How would you feel if everywhere you go, even the hospital, your own home or restroom, you were surrounded by spies and hackers, even without a smartphone?
We are somewhat aware of the risks when using an internet-connected computer or phone. But as the Internet of Things (IoT) evolves, the ecosphere of the internet is expanding dramatically. Hackers are VERY aware of this and chomping at the bit as new opportunities appear EVERYWHERE. The biomedical devices at your doctor’s office or hospital. The appliances in your home. Your modes of transportation. Your self driving car.
The Hacker News reports that
Security researchers from SEC Consult found that the lazy manufacturers of home routers and Internet of Things (IoT) devices have been re-using the same set of hard-coded cryptographic keys, leaving around 3 millions of IoT devices open to mass hijacking.
How were the keys discovered? By what is described as a “hacker-friendly” search engine called Censys. Google is providing the infrastructure.
An MIT paper entitled A Search Engine for the Internet’s Dirty Secrets
describes the concept:
“We’re trying to maintain a complete database of everything on the Internet,” says Zakir Durumeric, the University of Michigan researcher who leads the open-source project.
From the Censys.io website:
You can search for records that meet certain criteria (e.g., IPv4 hosts in Germany manufactured by Siemens, or browser trusted certificates for github.com), generate reports on how websites are configured (e.g., what cipher suites are chosen by popular websites?), and track how networks have patched over time.
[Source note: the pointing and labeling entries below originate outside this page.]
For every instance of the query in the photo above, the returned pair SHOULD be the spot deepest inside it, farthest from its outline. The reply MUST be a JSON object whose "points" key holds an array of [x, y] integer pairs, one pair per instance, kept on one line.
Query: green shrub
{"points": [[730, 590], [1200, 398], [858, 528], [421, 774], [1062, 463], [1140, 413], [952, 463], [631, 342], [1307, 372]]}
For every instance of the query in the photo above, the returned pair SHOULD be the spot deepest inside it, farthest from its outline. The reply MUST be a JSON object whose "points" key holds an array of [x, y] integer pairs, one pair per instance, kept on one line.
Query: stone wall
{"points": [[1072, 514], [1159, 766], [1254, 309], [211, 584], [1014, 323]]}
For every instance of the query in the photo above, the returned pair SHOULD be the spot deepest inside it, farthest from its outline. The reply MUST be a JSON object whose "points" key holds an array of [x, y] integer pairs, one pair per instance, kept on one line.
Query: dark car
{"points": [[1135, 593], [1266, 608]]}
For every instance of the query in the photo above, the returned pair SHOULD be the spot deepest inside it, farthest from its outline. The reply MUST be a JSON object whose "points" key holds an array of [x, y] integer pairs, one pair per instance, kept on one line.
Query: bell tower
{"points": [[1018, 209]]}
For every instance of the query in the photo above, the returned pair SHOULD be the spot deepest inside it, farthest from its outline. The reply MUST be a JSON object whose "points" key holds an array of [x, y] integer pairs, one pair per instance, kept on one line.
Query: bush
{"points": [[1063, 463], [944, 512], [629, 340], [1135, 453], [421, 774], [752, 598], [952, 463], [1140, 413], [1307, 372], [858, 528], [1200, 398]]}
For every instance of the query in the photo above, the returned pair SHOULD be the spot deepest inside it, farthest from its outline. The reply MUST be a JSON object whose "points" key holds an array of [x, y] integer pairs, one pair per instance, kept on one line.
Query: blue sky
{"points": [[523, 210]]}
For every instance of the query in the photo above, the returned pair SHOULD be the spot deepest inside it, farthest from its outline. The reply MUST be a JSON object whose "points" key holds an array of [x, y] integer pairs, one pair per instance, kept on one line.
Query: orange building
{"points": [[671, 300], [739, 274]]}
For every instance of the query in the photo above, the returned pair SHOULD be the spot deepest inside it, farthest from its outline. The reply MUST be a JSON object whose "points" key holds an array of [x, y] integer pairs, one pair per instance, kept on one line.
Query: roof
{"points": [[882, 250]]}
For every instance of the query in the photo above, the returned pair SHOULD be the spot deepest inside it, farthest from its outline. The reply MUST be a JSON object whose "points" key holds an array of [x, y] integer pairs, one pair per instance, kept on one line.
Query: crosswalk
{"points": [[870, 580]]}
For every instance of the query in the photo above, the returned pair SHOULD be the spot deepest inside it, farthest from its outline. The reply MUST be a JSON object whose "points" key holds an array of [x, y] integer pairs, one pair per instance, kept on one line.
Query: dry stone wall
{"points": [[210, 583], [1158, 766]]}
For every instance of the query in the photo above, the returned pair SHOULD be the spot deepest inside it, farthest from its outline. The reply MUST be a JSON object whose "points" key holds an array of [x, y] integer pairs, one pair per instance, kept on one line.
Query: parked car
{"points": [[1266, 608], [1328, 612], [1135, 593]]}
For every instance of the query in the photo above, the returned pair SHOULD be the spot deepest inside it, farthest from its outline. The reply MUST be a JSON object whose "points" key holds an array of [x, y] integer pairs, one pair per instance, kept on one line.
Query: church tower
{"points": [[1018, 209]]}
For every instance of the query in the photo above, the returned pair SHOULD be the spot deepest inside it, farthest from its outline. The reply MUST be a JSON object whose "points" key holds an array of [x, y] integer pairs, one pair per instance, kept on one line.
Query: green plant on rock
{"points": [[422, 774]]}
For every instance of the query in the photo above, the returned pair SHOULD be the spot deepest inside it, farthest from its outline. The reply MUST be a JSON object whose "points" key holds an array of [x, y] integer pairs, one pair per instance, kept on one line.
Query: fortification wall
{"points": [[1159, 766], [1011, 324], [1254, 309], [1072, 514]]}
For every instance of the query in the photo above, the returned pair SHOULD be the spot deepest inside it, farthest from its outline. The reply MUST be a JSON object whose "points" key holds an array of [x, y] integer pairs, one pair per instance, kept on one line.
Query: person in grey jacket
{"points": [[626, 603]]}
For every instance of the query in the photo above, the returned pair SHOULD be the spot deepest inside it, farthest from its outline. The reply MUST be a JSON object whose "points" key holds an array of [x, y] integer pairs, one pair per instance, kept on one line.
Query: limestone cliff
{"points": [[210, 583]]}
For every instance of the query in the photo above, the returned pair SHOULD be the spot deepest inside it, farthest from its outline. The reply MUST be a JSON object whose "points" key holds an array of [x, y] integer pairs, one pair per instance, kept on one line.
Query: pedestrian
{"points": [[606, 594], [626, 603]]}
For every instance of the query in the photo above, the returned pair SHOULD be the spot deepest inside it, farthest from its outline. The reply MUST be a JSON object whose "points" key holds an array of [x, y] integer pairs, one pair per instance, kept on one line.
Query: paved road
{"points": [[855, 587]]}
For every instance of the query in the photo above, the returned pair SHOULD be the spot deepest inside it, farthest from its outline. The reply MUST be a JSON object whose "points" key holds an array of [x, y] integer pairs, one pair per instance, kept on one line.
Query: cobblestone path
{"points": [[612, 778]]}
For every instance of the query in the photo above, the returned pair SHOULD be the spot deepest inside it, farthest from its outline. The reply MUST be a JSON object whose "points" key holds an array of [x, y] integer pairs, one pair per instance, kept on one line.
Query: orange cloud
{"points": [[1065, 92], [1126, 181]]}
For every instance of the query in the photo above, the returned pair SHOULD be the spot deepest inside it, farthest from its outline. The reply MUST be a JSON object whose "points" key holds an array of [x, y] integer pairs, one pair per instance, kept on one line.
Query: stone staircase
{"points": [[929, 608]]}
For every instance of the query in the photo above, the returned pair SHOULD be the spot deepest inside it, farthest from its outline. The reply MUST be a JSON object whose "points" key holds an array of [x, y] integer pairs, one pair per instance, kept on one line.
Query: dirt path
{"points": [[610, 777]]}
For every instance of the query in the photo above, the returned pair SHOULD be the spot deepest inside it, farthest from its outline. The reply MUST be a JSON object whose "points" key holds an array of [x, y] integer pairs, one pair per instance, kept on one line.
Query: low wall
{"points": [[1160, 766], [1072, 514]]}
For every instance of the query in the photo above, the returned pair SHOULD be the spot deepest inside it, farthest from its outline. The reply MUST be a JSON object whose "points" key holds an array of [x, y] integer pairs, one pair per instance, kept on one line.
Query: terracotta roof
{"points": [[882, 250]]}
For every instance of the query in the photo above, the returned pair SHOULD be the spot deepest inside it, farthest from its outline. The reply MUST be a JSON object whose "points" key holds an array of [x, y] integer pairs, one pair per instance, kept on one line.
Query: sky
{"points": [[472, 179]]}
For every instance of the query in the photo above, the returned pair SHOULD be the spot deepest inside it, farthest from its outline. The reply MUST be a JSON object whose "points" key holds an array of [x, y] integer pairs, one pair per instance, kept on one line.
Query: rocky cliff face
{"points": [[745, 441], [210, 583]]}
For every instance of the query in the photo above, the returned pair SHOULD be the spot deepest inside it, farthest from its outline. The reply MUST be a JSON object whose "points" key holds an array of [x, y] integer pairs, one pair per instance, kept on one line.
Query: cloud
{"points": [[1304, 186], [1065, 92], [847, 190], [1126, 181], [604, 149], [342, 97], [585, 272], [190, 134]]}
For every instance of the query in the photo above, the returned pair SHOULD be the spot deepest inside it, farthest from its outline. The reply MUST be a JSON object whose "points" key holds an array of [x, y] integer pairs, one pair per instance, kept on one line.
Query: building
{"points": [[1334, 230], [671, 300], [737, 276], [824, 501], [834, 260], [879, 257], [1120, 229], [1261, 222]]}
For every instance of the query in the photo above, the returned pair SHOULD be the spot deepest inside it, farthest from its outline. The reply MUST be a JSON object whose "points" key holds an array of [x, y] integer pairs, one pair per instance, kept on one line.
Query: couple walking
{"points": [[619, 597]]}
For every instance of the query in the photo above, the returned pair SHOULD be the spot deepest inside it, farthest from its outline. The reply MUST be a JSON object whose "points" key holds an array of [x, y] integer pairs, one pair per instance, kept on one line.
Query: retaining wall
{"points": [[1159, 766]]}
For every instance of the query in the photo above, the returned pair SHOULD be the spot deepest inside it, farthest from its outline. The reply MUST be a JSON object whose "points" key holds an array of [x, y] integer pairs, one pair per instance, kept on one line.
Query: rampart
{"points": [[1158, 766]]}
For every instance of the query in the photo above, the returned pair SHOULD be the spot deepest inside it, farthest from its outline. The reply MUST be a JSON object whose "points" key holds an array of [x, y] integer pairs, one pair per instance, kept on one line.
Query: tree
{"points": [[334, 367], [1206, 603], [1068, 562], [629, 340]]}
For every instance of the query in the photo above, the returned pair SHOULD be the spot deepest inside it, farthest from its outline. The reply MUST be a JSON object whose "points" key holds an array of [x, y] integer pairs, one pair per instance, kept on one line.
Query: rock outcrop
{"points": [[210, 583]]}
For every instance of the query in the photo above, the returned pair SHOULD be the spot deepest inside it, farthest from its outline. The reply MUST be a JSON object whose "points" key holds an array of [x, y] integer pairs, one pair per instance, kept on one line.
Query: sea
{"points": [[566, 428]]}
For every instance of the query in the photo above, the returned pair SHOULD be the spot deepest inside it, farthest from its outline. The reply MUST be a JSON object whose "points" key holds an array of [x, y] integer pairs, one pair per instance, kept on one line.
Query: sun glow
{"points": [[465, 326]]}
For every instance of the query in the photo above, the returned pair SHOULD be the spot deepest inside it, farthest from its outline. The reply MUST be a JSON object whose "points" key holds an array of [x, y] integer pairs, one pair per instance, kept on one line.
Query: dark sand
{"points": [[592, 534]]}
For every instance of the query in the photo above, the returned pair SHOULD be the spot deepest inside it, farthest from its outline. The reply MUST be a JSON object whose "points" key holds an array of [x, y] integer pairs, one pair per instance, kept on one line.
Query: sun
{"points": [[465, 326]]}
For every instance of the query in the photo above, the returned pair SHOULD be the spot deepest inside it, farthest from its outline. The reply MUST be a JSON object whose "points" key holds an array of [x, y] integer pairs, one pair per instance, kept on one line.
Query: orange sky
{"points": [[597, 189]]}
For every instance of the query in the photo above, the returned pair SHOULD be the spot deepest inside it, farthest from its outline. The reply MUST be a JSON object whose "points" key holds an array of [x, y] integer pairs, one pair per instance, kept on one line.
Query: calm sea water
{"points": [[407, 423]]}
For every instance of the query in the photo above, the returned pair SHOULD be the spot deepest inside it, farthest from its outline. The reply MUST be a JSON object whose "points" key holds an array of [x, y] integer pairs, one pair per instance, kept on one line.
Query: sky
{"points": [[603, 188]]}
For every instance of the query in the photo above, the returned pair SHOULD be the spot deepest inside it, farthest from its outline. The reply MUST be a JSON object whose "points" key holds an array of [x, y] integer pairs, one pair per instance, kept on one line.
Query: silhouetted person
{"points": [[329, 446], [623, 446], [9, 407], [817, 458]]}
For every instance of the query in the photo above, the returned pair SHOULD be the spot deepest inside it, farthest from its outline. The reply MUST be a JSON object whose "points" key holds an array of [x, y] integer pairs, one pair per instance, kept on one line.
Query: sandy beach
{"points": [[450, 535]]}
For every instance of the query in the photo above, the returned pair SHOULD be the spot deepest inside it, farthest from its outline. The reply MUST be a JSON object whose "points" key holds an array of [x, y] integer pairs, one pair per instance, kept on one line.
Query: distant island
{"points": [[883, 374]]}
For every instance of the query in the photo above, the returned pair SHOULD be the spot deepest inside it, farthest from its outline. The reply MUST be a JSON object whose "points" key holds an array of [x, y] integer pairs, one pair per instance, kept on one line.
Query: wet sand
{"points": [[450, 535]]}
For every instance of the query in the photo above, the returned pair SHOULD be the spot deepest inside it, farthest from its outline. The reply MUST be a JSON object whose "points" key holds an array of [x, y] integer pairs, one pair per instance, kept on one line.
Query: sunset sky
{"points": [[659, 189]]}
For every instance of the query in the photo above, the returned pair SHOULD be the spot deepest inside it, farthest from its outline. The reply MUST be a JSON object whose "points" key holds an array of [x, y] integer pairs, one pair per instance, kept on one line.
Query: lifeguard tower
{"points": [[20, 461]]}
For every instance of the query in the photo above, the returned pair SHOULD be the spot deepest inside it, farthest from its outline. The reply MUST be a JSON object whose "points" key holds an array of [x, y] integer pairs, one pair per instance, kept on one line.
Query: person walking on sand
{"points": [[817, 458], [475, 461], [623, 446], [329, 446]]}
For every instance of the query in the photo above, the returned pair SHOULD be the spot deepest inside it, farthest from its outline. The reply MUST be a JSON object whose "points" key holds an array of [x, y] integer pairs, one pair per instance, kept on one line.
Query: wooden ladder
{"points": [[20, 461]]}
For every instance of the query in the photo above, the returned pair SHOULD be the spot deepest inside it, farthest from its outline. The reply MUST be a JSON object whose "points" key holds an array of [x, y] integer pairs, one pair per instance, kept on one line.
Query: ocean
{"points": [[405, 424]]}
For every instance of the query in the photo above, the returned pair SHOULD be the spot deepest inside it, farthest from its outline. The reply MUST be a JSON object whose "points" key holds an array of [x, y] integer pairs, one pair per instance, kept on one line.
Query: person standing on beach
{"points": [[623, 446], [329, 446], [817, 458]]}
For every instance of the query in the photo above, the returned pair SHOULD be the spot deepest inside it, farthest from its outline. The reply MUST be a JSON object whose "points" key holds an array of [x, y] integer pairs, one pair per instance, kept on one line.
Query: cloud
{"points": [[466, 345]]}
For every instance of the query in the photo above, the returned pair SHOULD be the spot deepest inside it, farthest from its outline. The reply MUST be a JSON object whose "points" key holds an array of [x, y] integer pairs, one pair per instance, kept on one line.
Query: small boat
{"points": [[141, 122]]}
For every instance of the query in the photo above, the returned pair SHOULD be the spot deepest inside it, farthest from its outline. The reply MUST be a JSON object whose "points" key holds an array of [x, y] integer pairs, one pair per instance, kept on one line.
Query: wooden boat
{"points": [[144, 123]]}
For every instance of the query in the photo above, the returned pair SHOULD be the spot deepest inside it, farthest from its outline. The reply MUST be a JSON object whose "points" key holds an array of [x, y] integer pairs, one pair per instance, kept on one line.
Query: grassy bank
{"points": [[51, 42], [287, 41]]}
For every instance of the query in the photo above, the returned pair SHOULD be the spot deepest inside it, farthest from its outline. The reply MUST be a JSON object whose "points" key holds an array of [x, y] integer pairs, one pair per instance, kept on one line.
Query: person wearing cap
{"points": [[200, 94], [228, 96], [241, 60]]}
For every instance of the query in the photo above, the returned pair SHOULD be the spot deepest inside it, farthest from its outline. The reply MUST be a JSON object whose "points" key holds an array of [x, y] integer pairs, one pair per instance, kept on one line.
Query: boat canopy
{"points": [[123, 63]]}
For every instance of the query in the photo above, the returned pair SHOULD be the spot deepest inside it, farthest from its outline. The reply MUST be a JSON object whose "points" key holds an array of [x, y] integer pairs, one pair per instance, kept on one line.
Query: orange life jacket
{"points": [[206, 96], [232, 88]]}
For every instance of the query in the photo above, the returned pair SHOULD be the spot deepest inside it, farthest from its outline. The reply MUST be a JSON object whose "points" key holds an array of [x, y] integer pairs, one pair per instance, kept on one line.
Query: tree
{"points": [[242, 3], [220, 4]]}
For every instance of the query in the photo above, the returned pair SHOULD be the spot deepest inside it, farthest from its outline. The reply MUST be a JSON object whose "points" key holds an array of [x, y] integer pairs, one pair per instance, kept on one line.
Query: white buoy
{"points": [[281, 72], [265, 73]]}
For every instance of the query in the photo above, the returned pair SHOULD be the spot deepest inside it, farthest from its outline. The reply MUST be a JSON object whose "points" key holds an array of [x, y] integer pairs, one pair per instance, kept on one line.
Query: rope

Like most tools, the intent is good, but can be used for good or evil. One thing it has done is highlight the expanding security vulnerabilities as more and more devices become internet-connected.
A security firm, Duo Security, has used the software to discover a vulnerability in Dell computers and found find that a Kentucky water plant’s control system was affected, and the Department of Homeland Security stepped in.
As the internet expands it’s territory, more than ever it is important to think about security, especially the grade of security that BlackBerry and QNX technology offer to the IoT.